Both the coatings prepared from Blend Nos. 1 to 5 of the invention and the comparative coatings were tested to determine their degree of adhesiveness to the metal substrate and their resistance to underfilm corrosion when exposed to a highly corrosive environment. Attempts to lift the coatings from the metal substrate showed that the coatings of the invention containing an ionomer adhere more tenaciously than the comparative coatings. Also, coupons about three inches square were cut from the coated pipe and immersed in salt water. After a few months, the comparative coatings showed signs of underfilm corrosion along the cut edges of the immersed coupons while no such corrosion was visible on the coupons coated with inventive Blend Nos. 1 to 5.

The present invention provides an improved ionomer-containing polyolefin blend which can be applied to a metal substrate to yield a coating which not only adheres tenaciously to the substrate but also resists underfilm corrosion even when exposed to severely corrosive conditions, such as immersion in salt water. The ionomer causes the polyolefin coating to remain well bonded to the substrate long after the polyolefin by itself allows underfilm corrosion. No special technique is required to incorporate the ionomer in the polyolefin. A simple blending operation suffices to produce a homogenous mixture of resins which can be readily melt-coated onto a metal surface, yielding the excellent protective coating of the present invention.

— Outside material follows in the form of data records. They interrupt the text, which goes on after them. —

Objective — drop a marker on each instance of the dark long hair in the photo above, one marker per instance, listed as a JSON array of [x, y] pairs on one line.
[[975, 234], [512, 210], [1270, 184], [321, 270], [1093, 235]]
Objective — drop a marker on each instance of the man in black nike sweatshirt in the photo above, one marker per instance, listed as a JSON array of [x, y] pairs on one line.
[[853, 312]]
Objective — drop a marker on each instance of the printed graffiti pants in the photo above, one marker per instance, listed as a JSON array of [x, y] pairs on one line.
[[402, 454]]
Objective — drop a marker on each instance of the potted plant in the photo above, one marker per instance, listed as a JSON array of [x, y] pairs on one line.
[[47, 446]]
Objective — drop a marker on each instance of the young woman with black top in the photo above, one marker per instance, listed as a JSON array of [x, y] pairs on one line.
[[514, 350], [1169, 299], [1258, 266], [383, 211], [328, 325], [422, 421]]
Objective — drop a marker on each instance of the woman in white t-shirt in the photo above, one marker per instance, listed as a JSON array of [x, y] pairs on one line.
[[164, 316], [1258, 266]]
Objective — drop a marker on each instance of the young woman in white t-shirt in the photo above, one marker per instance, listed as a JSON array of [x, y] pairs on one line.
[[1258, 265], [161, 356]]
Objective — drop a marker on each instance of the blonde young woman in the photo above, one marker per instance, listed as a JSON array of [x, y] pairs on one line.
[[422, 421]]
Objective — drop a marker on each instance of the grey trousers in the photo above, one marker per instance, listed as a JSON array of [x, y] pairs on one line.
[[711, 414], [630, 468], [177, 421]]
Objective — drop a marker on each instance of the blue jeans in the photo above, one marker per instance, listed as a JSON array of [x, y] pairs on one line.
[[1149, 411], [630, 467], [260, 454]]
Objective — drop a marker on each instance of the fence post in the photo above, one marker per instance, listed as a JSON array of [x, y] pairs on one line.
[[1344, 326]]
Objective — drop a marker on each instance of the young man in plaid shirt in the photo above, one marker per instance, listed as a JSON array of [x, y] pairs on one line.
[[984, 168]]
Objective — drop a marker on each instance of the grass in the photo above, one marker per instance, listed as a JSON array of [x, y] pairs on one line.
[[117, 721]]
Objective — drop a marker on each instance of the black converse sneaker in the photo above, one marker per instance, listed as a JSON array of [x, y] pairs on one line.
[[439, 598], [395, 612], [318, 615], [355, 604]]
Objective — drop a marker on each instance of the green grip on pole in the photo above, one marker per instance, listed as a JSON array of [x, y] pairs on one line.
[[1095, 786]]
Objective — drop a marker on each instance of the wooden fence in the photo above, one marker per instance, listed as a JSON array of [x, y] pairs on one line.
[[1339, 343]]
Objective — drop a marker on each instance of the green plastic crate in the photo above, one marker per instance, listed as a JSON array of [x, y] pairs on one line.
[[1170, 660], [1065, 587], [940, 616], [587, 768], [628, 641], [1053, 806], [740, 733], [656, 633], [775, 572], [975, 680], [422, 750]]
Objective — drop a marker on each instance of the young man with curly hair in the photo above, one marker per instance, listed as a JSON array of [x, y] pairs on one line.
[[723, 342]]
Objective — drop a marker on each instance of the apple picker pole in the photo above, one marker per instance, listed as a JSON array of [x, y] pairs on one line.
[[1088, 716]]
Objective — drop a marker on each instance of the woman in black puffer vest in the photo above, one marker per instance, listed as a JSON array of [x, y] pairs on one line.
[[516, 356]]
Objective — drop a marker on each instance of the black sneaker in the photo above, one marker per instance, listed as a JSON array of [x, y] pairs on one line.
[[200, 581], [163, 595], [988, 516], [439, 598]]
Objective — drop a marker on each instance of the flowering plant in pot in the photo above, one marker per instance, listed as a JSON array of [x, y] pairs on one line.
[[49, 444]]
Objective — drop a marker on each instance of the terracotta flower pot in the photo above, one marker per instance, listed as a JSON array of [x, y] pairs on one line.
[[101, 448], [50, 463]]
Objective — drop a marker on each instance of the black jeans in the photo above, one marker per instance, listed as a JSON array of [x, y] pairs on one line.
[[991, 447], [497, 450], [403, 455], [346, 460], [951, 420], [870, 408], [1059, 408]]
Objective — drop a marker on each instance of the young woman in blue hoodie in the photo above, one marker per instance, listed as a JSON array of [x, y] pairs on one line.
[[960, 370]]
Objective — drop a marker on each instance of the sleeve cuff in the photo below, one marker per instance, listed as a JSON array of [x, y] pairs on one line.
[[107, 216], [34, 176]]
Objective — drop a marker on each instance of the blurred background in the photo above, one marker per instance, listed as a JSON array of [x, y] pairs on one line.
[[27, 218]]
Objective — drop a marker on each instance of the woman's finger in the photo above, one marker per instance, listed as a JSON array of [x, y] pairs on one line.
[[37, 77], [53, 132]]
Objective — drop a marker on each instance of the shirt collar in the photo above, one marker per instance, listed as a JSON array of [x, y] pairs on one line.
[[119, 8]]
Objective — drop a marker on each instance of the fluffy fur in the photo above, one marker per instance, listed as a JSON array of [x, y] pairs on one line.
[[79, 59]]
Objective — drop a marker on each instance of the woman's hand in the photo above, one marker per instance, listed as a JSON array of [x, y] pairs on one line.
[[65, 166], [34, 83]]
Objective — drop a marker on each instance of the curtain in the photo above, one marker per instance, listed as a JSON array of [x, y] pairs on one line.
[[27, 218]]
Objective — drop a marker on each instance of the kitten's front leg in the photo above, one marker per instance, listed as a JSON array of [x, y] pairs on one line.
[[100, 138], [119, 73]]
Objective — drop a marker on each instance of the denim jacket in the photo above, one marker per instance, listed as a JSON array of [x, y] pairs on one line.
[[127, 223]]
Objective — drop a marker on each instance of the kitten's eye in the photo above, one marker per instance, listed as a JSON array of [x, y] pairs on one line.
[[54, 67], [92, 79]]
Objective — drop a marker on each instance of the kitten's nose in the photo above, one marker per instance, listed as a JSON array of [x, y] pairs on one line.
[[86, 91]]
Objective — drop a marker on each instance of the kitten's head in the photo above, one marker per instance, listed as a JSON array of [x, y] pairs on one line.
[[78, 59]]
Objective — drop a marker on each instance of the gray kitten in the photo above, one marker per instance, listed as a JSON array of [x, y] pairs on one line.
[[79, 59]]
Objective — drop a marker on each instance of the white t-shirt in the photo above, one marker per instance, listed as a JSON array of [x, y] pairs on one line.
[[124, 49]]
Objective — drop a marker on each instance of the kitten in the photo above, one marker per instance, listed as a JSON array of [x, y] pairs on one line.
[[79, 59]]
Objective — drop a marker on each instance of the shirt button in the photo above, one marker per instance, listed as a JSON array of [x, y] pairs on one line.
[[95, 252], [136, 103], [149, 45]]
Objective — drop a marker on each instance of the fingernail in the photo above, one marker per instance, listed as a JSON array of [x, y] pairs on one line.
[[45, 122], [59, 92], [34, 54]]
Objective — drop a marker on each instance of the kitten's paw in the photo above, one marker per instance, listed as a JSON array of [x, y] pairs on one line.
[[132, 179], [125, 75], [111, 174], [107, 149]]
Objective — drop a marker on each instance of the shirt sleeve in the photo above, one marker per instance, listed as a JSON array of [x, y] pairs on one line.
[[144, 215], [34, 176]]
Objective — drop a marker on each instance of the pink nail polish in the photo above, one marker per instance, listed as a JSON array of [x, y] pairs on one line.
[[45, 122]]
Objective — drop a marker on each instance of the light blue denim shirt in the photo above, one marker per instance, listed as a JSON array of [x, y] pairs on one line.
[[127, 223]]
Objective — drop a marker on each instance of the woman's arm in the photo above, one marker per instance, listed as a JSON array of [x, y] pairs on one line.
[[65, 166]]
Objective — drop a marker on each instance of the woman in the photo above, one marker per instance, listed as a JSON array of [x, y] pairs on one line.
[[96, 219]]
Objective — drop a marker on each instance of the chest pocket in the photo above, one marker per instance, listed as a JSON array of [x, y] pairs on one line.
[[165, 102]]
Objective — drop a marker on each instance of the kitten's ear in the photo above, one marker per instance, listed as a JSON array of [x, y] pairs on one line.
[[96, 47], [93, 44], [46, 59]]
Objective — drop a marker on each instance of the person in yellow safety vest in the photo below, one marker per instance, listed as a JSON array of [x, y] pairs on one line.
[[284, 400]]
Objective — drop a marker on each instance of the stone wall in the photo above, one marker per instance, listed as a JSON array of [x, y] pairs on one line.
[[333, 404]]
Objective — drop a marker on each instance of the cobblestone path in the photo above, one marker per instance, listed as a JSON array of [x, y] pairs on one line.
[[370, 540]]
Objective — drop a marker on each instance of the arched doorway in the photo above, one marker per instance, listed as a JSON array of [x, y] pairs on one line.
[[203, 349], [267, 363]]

Whereas the present invention has been described with respect to specific embodiments thereof, it should be understood that the invention is not limited thereto as many modifications thereof may be made. It is, therefore, contemplated to cover by the present application any and all such modifications as fall within the true spirit and scope of the appended claims.

Claims

1. A method of coating a metal surface which comprises the steps of:

(a) providing a mixture comprising a polyolefin and an ionomer, said polyolefin being a member selected from the group consisting of polyethylene, polypropylene, an ethylene-vinyl acetate copolymer, an ethylene-unsaturated carboxylic acid copolymer, and an ethylene-unsaturated carboxylic acid ester copolymer,

(b) grinding or grit-blasting said metal surface to form an anchor pattern thereon,

(c) depositing said mixture on said anchor pattern of said metal surface, said metal surface being at a temperature sufficient to (1) cause said mixture to flow into said anchor pattern and (2) fuse said mixture to said metal surface, whereby said mixture melts to form a coating on said metal surface, and

(d) cooling the coated surface to effect the bonding of said coating to said metal surface.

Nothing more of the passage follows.